Just Keep Digging

2026-01-28

Yesterday at work I received an alert for an SMTP status code 450, specifically 450 4.7.1 <mail.foo.com>: Helo command rejected: Host not found. Strange; let’s check to make sure things are resolving properly:

$ dig @1.1.1.1 mail.foo.com
...
;; OPT PSEUDOSECTION:
; EDNS: version: 0, flags:; udp: 1232
; EDE: 13 (Cached Error)
; EDE: 23 (Network Error): (YYY.YYY.YYY.YYY:53 returned SERVFAIL for foo.com DNSKEY)
;; QUESTION SECTION:
;mail.foo.com.		IN	A

;; ANSWER SECTION:
mail.foo.com.	6776	IN	A	XXX.XXX.XXX.XXX
...

The MX subdomain resolves, but there are EDE codes for foo.com under the Extended Mechanisms for DNS (EDNS) section.

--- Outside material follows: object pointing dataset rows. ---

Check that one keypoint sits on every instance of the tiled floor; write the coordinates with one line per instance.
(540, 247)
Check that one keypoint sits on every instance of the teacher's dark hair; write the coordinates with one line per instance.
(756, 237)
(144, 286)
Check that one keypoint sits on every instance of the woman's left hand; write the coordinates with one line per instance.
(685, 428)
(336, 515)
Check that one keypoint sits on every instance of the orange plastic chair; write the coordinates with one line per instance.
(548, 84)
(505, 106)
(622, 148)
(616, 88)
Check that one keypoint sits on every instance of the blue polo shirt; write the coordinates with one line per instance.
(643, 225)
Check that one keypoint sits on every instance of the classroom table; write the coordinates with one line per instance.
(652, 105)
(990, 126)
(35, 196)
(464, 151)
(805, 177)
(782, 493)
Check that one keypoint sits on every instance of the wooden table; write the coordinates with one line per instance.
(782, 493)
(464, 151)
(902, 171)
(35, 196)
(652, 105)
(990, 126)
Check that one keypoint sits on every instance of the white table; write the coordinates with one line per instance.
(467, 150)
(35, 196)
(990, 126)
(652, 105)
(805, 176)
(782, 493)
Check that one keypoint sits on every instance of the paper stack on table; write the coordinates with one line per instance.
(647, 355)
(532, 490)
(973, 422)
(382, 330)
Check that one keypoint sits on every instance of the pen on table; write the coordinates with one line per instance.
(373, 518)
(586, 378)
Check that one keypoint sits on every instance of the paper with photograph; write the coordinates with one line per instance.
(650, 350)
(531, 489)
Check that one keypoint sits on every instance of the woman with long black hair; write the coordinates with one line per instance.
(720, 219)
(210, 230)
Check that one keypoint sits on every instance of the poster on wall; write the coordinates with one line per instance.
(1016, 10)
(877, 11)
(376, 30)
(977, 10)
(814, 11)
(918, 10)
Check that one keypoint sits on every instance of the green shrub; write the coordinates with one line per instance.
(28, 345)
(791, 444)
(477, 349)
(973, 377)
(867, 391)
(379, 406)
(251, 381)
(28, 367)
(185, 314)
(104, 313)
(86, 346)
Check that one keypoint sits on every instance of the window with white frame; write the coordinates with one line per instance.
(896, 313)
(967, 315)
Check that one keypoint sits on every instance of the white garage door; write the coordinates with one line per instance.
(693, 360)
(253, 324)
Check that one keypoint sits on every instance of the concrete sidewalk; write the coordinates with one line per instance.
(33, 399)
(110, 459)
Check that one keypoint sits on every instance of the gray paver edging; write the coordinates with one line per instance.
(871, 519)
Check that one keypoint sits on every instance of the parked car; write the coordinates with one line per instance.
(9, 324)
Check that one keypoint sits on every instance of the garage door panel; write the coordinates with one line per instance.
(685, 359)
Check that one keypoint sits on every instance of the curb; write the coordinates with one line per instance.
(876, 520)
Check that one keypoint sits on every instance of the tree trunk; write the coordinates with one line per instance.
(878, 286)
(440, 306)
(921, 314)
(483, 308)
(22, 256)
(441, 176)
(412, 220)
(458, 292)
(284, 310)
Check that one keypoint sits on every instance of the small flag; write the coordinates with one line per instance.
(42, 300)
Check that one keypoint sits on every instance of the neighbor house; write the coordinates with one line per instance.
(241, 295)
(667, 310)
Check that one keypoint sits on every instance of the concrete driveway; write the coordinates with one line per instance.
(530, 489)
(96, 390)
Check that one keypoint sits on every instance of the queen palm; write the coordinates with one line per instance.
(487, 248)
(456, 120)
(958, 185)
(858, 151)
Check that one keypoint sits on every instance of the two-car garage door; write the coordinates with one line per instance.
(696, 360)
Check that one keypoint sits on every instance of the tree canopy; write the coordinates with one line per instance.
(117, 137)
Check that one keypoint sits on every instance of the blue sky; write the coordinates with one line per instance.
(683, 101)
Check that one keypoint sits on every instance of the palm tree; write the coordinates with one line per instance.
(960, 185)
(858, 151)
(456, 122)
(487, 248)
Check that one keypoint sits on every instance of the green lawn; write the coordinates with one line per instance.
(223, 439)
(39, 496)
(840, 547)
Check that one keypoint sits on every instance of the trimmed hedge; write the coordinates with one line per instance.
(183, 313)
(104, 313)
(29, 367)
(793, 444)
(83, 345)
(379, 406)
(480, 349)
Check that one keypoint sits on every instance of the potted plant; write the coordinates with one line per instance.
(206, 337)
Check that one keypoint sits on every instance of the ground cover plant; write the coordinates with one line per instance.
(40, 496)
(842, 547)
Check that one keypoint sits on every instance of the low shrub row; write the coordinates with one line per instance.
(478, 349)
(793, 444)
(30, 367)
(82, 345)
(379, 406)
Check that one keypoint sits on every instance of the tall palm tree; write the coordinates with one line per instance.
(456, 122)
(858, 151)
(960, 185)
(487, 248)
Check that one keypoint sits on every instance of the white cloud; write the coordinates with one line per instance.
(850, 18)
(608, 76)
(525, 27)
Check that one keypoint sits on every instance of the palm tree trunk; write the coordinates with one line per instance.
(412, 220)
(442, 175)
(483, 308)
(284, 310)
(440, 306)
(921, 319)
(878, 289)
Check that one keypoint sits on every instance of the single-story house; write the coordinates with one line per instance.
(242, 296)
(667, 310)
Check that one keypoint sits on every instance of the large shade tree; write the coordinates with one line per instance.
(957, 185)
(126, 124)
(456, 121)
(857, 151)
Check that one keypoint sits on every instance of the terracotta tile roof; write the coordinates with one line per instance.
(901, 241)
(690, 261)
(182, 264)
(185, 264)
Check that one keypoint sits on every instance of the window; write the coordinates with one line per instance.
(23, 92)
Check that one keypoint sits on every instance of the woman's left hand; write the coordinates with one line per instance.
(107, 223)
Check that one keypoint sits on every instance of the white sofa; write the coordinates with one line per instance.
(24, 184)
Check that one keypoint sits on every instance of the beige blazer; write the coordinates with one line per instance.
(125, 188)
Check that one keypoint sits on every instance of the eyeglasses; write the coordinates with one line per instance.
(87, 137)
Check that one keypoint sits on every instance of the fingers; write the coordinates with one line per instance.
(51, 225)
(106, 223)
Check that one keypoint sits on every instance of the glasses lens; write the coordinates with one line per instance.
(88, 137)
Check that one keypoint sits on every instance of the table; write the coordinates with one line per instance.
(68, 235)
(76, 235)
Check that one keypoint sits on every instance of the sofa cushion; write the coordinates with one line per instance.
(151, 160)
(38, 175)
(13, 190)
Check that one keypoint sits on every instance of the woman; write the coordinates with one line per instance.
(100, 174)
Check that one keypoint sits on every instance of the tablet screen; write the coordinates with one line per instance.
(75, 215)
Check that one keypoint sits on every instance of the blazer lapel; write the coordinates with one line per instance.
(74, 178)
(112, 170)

Extended DNS Error (EDE) codes (see RFC 8914) were created to extend SERVFAIL to provide additional information about the cause of DNS and DNSSEC failures. Cloudflare added support for EDE codes to 1.1.1.1 back in 2020.

We can query Cloudflare for the domain returning a SERVFAIL to get a little more information:

$ dig @1.1.1.1 foo.com
...
;; Got answer:
;; ->>HEADER<<- opcode: QUERY, status: SERVFAIL, id: 45322
;; flags: qr rd ra; QUERY: 1, ANSWER: 0, AUTHORITY: 0, ADDITIONAL: 1

;; OPT PSEUDOSECTION:
; EDNS: version: 0, flags:; udp: 1232
; EDE: 13 (Cached Error)
; EDE: 22 (No Reachable Authority): (at delegation foo.com.)
; EDE: 23 (Network Error): (YYY.YYY.YYY.YYY:53 returned SERVFAIL for foo.com A)
;; QUESTION SECTION:
;foo.com.			IN	A

...

The EDE: 22 (No Reachable Authority): ... indicates the authoritative nameserver can’t be reached, or the nameserver potentially refused to reply. Let’s trace the query to check response times:

$ dig @1.1.1.1 foo.com +trace
...
;; Received 41 bytes from YYY.YYY.YYY.YYY#53(ns.bar.com) in 1516 ms

1.5 seconds for an authoritative nameserver reply seems a bit high. We should query the authoritative nameserver directly:

$ dig @YYY.YYY.YYY.YYY foo.com +norecurse
...
;; Got answer:
;; ->>HEADER<<- opcode: QUERY, status: SERVFAIL, id: 27845
;; flags: qr; QUERY: 1, ANSWER: 0, AUTHORITY: 0, ADDITIONAL: 1

;; OPT PSEUDOSECTION:
; EDNS: version: 0, flags:; udp: 1232
; EDE: 13 (Cached Error)
;; QUESTION SECTION:
;foo.com.			IN	A

...

Sure enough, we get a SERVFAIL; time to notify our domain provider.